Even Elvis is part of 'Viva CrossVegas'
LAS VEGAS -- This is horsepower of a different color.
That was my reaction after watching my first cyclocross race -- the discipline known as the steeplechase of the sport, with good reason.
Elvis -- nothing happens in this town without his say-so -- kicked things off Wednesday night with a rendition of "Viva CrossVegas." An elite 125-man field that included U.S. champion Tim Johnson and his counterparts from several other countries took off under the lights. The course, laid out mostly on the grassy expanse of a soccer complex with some paved and some dirt sections, snaked around several fields like the "Dante's Inferno" version of an airport security line, with a few extra obstacles thrown in.
I stood at the bottom of a short, steep incline to observe the action on the transition that is the signature difficulty of 'cross. Riders wheeled around to the base of a short, steep hill, clipped out of their pedals, lifted their bikes and streamed up and over a series of low barriers with surprising lightness of foot, then remounted and powered into a flat section of the course.
The first time, that is. With every lap over the next hour, the field strung out more. Faces hardened into masks. Riders unclipped a few steps earlier and heaved their bikes onto their hips with more discernable effort. I felt an empathic lactic acid buildup.
Meanwhile, a beer-swilling, cowbell-clanging crowd was in no pain. 'Cross is amazingly spectator-friendly -- it's easy to dash between different vantage points on the course, and proximity allows for direct communication (read: heckling) with the riders.
French champion Francis Mourey nipped Johnson's Cannondale-Cyclocross World teammate (and defending "CrossVegas" champion) Jamey Driscoll at the finish line in one of the most important early-season races in North America -- and perhaps the last edition here, as the Interbike trade show it piggybacks off is moving back to an August date in Anaheim next year. The top riders here will go on to compete in the Grand Prix series that includes stops in Louisville, Ky.; Madison, Wis.; Ft. Collins, Colo.; and Portland, Ore.

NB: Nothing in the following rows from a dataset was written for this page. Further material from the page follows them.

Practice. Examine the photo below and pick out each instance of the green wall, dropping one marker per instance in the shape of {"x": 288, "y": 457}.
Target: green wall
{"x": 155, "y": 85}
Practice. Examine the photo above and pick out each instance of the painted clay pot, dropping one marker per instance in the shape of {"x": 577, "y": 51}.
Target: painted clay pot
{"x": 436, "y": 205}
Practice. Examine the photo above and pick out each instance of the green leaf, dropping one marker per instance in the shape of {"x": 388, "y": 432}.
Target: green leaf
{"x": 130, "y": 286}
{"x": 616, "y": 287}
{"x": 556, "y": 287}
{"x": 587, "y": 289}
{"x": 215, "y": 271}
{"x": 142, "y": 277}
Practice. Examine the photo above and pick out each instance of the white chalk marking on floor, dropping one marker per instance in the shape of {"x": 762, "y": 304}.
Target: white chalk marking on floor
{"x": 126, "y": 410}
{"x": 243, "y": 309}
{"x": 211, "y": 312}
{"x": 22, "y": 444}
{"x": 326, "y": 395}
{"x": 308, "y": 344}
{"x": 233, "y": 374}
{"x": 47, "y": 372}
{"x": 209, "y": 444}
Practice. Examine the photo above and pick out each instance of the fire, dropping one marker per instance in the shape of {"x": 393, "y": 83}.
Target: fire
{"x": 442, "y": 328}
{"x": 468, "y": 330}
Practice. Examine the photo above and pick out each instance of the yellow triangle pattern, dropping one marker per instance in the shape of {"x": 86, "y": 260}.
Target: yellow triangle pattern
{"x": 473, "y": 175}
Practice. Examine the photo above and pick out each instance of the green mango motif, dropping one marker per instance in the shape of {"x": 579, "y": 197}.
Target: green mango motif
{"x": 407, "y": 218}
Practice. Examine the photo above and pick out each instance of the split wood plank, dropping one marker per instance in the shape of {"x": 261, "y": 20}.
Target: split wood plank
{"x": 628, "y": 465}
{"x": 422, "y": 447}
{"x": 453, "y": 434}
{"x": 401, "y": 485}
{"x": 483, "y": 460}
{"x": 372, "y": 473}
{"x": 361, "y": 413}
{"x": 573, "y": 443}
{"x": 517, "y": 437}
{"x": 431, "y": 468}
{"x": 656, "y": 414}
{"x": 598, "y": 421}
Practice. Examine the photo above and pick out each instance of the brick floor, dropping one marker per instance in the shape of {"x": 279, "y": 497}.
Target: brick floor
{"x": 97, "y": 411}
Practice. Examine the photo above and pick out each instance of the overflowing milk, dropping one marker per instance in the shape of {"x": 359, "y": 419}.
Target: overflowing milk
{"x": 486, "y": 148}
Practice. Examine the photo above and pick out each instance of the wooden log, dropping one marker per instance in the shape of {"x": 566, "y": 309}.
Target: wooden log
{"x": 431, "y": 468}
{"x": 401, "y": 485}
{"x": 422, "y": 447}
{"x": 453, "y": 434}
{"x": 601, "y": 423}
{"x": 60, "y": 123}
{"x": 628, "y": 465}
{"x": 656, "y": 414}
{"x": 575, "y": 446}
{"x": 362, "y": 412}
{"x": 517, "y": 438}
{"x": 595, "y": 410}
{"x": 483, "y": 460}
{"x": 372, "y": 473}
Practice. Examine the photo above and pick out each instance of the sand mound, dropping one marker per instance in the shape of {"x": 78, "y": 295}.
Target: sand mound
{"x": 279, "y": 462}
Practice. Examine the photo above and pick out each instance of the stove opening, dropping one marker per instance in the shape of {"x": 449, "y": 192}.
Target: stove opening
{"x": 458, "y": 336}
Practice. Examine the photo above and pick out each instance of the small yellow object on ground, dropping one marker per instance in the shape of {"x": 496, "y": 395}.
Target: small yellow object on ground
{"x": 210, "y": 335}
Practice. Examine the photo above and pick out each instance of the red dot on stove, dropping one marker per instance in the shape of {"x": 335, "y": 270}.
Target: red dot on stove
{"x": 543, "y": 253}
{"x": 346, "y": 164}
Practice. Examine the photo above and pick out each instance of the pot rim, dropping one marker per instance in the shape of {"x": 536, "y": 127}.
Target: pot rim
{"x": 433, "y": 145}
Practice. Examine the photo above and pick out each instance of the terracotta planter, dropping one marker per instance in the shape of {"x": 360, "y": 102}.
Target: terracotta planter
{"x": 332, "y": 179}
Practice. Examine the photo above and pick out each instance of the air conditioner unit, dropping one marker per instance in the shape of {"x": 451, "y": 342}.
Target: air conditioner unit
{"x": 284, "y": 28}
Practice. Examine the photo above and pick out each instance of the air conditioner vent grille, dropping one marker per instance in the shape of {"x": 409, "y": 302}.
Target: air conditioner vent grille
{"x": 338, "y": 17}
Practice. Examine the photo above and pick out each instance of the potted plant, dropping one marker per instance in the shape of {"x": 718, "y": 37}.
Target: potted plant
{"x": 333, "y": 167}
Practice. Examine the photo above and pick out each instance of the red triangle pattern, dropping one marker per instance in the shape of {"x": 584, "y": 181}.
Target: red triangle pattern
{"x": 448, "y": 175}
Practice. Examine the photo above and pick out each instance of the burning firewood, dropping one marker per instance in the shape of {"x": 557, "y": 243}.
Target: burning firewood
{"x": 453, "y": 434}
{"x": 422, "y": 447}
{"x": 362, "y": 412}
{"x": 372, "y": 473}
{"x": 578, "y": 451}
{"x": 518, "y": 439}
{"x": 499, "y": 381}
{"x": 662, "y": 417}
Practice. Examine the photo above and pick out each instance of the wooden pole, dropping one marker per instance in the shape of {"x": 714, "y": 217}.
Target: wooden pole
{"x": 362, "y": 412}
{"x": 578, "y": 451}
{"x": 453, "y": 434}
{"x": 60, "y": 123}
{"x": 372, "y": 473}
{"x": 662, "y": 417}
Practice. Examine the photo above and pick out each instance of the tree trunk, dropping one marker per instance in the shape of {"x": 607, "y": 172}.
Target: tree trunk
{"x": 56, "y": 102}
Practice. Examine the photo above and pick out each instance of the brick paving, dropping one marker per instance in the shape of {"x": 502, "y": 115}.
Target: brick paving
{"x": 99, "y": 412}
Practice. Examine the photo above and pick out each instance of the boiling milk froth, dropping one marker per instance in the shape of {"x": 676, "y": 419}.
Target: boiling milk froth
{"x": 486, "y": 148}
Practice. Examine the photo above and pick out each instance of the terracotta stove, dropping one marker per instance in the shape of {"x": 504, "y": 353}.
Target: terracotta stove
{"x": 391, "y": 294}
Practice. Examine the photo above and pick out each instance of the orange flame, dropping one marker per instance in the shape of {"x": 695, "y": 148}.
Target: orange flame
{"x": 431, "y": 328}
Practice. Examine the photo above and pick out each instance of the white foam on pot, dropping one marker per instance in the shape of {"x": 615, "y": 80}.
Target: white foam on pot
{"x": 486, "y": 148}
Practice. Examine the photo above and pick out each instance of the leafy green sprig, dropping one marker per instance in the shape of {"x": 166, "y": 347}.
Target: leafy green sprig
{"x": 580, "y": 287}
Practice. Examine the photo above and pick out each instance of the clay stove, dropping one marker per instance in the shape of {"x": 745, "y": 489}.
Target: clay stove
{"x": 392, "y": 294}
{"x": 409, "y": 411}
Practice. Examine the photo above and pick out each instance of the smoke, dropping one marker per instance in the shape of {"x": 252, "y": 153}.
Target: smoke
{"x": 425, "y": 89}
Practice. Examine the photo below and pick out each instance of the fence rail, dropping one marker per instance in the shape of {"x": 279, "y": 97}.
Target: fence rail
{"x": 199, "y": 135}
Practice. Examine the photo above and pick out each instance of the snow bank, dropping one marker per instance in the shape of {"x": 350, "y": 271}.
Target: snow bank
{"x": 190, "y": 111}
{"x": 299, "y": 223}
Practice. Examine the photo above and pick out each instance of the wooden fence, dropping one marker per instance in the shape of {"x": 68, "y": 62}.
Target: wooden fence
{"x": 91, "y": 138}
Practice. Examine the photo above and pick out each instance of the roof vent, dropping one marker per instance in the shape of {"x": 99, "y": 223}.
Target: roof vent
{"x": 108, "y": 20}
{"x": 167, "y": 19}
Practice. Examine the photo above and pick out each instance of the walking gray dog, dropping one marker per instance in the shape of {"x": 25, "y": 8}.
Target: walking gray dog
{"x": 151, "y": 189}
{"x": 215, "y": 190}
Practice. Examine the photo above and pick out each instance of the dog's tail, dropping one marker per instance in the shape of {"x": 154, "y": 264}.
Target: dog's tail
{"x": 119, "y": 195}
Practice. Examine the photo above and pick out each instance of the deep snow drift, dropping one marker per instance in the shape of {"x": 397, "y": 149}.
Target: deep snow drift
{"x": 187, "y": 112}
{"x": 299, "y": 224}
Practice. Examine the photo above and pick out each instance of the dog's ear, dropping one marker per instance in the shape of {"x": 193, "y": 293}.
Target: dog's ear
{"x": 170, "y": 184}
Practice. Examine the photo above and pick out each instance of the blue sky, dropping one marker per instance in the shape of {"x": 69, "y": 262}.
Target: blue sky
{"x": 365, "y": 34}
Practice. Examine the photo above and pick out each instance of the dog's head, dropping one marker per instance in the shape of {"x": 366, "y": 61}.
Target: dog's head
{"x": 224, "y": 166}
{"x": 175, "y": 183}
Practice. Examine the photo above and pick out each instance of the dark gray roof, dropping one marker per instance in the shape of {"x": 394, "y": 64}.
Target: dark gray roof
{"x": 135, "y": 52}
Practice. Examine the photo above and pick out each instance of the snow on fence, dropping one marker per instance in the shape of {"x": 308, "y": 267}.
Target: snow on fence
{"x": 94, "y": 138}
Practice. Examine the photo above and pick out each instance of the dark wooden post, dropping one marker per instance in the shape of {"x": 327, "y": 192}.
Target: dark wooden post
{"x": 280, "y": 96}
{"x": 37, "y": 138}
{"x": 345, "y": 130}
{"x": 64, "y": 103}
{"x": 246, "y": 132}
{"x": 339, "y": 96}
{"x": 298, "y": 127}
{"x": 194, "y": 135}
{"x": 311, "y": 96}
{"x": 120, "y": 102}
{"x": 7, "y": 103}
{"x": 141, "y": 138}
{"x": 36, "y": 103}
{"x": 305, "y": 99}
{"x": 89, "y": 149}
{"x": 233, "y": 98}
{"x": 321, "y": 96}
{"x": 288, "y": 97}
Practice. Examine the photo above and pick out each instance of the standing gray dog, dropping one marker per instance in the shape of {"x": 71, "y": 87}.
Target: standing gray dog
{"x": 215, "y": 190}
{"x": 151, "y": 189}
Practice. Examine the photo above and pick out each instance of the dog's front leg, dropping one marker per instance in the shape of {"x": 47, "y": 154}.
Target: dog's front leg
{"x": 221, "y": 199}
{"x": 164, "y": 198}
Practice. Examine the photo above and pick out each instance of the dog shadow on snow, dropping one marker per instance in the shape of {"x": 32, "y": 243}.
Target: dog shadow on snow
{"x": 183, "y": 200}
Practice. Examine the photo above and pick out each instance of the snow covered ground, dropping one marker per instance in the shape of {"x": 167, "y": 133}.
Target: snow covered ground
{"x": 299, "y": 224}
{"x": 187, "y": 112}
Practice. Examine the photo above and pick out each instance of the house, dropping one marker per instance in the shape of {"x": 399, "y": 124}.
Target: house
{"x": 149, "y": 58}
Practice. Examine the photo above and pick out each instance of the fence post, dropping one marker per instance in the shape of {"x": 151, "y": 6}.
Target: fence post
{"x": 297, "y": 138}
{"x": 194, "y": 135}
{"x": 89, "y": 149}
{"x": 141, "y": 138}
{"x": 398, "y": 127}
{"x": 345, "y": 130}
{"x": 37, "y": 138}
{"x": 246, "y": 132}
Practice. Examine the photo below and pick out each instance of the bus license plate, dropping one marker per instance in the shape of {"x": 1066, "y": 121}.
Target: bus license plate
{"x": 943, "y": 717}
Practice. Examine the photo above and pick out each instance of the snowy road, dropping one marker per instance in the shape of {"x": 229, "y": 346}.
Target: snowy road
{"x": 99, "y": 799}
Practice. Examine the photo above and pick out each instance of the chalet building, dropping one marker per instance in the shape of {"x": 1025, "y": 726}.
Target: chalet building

'Cross is an old European sport with a quickly burgeoning American following. Sponsorship money and events have expanded to the point where riders like Johnson, a New Englander who has juggled road and 'cross for years, can now make a full-time living at it. The fall-winter discipline isn't an Olympic sport; it's against the rules to run it on ice or snow (although that clearly wouldn't have been a problem in balmy Vancouver, nor would it be in sea-level Sochi, Russia four years from now). But 'cross will have a mini-Olympic cycle of sorts here in the United States, as Louisville will host the elite world championships in 2013.